Individual record of various payables to suppliers is the best example of a subsidiary ledger. When we total the amount of all subsidiary ledgers, it should equal the balance in the accounts payable of the general ledger.
The vendor number indicates the name and address of the vendor or supplier
The debit and credit columns reflect the various effects of every transaction to the record of the supplier or vendor.
The balance column provides the running balance of every supplier.
Effect on Major Accounts
Assets: will be affected when there is an increase/decrease in cash, equipment, accounts receivable, and other account titles on assets.
Liabilities: will be affected when there is an increase/decrease in accounts payable, notes payable, unearned income, and other account titles on liabilities.

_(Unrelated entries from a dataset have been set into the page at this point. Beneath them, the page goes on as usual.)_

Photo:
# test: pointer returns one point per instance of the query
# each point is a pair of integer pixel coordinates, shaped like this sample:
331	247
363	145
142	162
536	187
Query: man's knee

Owner's Equity: Account titles that belong in the major account Income will always have an increasing effect on the owner's equity. Account titles that belong in the major account Expenses will always have a decreasing effect on the owner's equity.
Accounting Recording
Involves the routine and mechanical process of writing down the business transactions and events in the book of accounts in a chronological manner called "Journalizing".
Accounting Classifying
Involves sorting or grouping of similar transactions and events into their respective kind and classes. This is actually the process of transferring the entries from journal to the ledger called "Posting".